Abstract: Human leucocyte antigens (HLAs) bind peptide fragments for recognition by T-cell receptors. An individual’s HLA genotype determines which specific pathogen peptides their T cell responses are able to target. It is widely accepted that HLAs and various human pathogens must co-evolve, and that this accounts for the extraordinarily high HLA polymorphism seen across human populations. I use mathematical models and individual-based computational simulations to understand HLA/pathogen co-evolution. I will present general predictions about the population genetic signatures of pathogen selection we might expect to find among HLA loci, as well as discussing a model motivated specifically by Plasmodium falciparum malaria.

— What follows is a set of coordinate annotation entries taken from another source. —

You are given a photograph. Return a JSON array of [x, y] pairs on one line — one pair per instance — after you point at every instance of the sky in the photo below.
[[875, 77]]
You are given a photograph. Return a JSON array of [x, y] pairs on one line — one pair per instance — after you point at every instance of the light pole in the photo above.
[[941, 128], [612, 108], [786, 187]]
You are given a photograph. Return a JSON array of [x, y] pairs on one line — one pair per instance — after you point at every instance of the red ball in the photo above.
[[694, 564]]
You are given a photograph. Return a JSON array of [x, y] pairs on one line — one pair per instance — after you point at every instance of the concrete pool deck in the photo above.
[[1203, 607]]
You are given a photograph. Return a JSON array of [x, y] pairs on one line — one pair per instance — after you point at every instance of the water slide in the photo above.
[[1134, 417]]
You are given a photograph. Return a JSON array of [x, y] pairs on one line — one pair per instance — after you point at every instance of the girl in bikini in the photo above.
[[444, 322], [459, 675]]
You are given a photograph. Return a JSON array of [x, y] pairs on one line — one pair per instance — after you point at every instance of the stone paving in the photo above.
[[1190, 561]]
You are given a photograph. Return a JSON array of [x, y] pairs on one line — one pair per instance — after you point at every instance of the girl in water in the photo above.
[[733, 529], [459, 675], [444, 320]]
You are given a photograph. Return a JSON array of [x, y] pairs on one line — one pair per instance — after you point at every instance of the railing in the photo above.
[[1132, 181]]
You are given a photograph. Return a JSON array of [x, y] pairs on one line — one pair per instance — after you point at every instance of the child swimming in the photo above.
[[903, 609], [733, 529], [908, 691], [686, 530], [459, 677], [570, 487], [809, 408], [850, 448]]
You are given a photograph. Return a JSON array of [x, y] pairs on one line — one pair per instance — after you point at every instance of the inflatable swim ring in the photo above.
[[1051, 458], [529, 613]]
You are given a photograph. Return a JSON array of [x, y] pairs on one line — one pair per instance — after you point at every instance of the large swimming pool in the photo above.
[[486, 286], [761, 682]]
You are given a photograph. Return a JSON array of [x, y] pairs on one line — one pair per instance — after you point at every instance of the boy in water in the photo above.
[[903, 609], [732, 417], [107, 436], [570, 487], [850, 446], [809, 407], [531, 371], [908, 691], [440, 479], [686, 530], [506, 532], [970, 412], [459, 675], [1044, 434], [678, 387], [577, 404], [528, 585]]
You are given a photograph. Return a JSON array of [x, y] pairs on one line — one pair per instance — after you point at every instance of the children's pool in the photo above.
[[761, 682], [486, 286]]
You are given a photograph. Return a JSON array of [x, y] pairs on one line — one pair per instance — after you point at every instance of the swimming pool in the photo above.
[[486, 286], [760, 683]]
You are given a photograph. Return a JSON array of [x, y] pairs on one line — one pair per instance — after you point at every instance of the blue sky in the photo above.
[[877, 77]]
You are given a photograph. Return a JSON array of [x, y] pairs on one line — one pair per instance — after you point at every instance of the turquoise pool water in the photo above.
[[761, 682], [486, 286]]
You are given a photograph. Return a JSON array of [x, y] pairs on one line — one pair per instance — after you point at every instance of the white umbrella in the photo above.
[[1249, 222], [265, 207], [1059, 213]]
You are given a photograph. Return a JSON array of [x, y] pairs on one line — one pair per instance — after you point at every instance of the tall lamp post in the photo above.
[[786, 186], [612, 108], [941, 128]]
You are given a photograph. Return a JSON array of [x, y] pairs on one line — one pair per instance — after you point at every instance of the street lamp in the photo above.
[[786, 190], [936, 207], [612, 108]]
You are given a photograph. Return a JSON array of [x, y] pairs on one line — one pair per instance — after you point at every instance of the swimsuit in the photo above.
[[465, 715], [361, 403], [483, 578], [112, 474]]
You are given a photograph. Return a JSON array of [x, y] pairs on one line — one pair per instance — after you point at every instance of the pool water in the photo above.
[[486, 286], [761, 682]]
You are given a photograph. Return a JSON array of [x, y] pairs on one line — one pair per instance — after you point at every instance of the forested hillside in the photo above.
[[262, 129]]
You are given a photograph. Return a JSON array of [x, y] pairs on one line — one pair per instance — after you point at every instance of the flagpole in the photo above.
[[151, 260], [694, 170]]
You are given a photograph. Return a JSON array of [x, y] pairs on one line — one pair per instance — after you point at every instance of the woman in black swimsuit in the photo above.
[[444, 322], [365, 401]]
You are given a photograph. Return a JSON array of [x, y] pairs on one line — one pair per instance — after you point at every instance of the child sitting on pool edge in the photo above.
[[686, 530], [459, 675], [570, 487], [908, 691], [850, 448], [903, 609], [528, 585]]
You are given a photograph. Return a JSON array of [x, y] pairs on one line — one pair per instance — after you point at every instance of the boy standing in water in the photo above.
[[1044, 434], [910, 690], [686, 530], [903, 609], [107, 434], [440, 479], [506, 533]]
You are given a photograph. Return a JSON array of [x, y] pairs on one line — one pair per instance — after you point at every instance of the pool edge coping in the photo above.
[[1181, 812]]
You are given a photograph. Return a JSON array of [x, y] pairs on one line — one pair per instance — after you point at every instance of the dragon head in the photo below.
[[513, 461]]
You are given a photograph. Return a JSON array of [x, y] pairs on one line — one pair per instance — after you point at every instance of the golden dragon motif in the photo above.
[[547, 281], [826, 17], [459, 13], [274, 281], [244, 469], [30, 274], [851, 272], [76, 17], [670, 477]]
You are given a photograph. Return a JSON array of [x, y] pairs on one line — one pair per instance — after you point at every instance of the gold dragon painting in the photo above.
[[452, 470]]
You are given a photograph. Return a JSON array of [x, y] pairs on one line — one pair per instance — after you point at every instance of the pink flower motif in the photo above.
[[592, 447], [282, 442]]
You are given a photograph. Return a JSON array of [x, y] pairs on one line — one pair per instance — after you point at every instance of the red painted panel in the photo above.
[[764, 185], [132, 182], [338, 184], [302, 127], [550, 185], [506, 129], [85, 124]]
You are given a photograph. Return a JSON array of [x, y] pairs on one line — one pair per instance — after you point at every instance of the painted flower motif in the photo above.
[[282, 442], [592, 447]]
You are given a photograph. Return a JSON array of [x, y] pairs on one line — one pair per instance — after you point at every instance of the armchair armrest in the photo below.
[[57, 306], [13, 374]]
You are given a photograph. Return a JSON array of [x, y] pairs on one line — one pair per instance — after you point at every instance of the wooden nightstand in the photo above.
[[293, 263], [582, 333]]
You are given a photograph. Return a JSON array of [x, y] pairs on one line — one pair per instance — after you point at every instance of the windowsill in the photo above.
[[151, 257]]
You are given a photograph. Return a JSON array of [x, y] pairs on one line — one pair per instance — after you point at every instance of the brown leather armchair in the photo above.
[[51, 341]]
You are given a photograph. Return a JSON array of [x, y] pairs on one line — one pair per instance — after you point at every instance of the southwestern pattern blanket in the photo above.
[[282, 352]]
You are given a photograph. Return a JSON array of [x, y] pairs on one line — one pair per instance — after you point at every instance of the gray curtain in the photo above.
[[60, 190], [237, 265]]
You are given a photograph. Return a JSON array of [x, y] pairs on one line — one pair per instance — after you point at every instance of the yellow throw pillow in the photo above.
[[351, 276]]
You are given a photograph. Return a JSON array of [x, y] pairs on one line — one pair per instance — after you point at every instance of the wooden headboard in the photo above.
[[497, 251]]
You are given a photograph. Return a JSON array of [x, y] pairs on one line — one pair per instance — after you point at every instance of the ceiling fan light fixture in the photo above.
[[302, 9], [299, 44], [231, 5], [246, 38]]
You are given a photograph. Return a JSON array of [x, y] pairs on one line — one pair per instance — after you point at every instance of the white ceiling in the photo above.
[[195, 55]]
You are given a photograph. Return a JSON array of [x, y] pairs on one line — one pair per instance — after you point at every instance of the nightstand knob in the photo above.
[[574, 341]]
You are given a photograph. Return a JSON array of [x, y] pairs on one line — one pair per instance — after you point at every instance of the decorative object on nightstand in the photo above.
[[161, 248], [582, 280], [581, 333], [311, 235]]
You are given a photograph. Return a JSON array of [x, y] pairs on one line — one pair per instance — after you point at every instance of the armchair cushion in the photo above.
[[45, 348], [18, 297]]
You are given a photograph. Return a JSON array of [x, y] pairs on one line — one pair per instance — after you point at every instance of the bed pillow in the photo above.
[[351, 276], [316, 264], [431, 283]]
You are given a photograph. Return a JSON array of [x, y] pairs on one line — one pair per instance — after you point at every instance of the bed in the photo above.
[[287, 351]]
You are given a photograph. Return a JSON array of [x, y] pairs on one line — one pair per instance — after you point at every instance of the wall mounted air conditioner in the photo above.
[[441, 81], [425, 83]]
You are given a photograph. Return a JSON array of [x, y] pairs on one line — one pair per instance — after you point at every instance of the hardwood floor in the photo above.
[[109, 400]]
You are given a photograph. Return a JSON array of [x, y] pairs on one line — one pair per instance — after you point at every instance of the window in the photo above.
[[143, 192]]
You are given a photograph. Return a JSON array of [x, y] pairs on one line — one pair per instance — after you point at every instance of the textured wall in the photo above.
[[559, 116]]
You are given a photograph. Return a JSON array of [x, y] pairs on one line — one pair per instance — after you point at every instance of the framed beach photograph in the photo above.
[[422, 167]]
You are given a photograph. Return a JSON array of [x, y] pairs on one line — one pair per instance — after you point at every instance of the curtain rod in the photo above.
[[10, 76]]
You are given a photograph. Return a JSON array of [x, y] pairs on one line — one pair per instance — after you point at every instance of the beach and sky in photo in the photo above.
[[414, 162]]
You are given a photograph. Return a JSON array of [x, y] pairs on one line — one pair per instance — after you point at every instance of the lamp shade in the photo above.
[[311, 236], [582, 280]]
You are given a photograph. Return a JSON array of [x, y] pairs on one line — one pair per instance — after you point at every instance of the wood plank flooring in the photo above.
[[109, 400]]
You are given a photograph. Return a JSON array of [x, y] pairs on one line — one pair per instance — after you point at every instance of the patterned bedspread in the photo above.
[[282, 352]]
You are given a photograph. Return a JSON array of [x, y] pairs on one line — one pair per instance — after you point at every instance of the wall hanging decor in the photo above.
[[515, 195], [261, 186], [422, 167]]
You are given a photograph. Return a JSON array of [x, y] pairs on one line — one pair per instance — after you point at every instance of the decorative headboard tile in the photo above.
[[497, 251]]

Bio: Bridget Penman studies the genetics of infection. She uses mathematical and computational models to simulate interactions between pathogens and genetically diverse host species. Bridget is especially interested in malaria parasites and in how humans and other primates have adapted to malaria. Bridget studied her undergraduate degree and DPhil at Oxford and was also a postdoctoral fellow in the Zoology department and at Merton College. She then moved to the University of Warwick, where she worked in the School of Life Sciences and the Zeeman Institute. Bridget is now an Associate Professor Tutorial Fellow in the Biology Department and St Peter’s College here in Oxford.